None of the patients developed low blood sugar from the diabetes drug — which could have been dangerous for brain function — and with one patient death, mortality has been lower than expected, Dr. Sheth says. Also, the majority of enrolled patients did not require surgical removal of the skull, ventilator assistance or the use of other anti-brain swelling medications. Daily MRI studies during treatment showed that patients experienced less swelling, smaller stroke size and less brain bleeding when compared to prior patients with similarly large strokes.

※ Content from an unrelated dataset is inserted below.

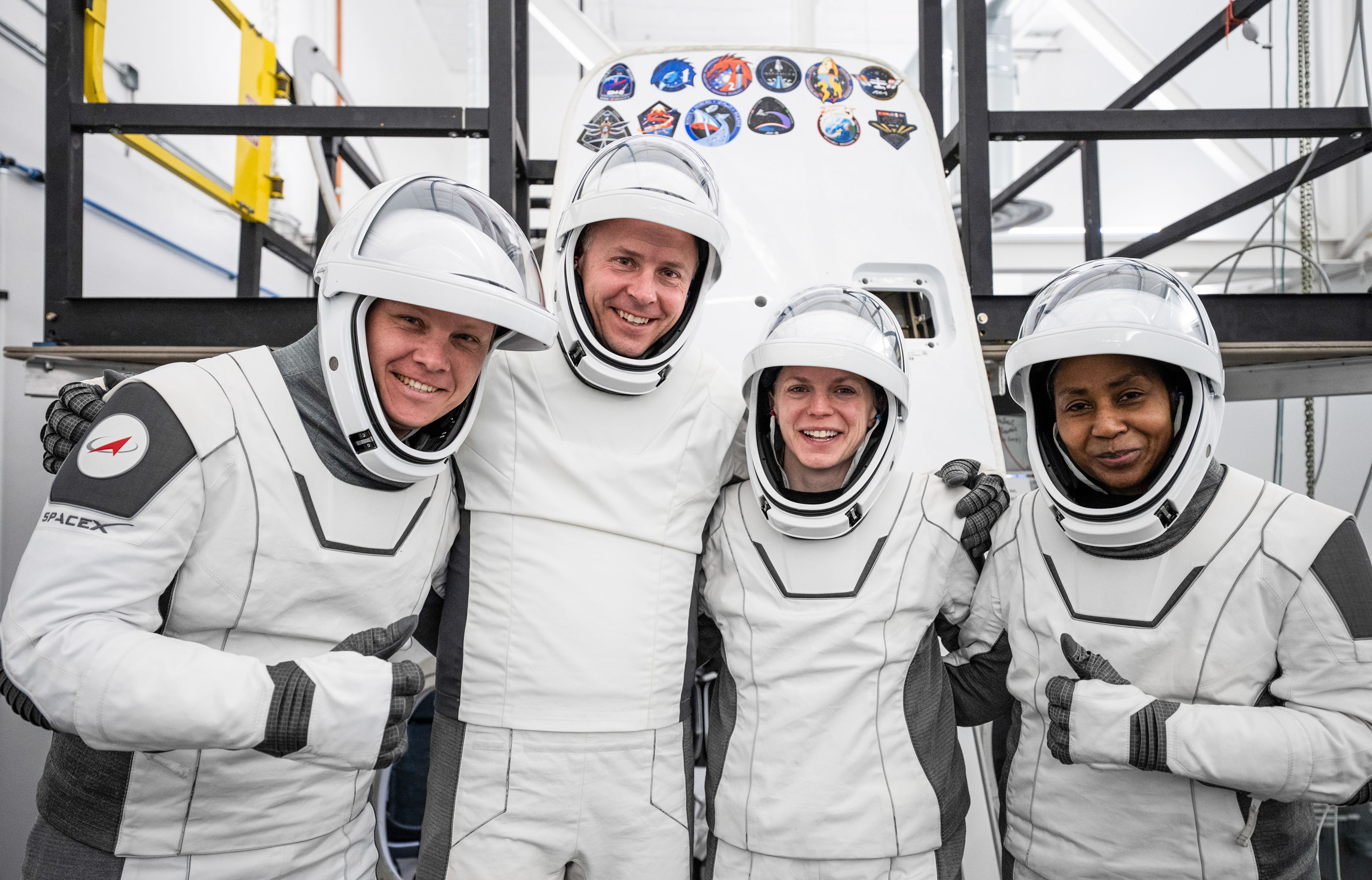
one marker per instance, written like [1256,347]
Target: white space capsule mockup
[829,172]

Patients were not excluded from participating if they had received the clot-busting drug tPA (tissue plasminogen activator) — which increases the risk of brain hemorrhage — and Dr. Sheth says glyburide may actually enhance the safety of tPA since it may also reduce the incidence of cerebral bleeding. “Then we’d be talking about a broad, major public health phenomenon,” he says. “Primarily (however), this study demonstrates feasibility and safety. Because the results are so dramatic to those of us who care for these critically ill patients, we’re very excited. But the study isn’t blinded and we have no comparison group.”
Big trials ahead
With that cautionary note in mind, Dr. Sheth is enthusiastic about the drug’s prospects during the next phase of trials. It is the first proposed stroke and neuro-critical care study accepted by the NIH’s National Institute of Neurological Disorders and Stroke (NINDS) new nationwide clinical trial network, NeuroNEXT, which aims to facilitate the rapid development and implementation of clinical studies in neurological disorders. Dr. Sheth and Dr. Stern will be co-principal investigators along with Gregory del Zoppo, M.D., of the University of Washington School of Medicine. The randomized, double-blinded NeuroNEXT trial of glyburide will enroll approximately 170 patients in 25 to 30 research centers across the country and focus on signs of clinical and neuroimaging efficacy, Dr. Sheth says. “These are incredibly sick patients and it requires a multidisciplinary approach with neurosurgeons, neurologists and critical care specialists,” he says. “It makes it more satisfying to have everyone at the table working together.”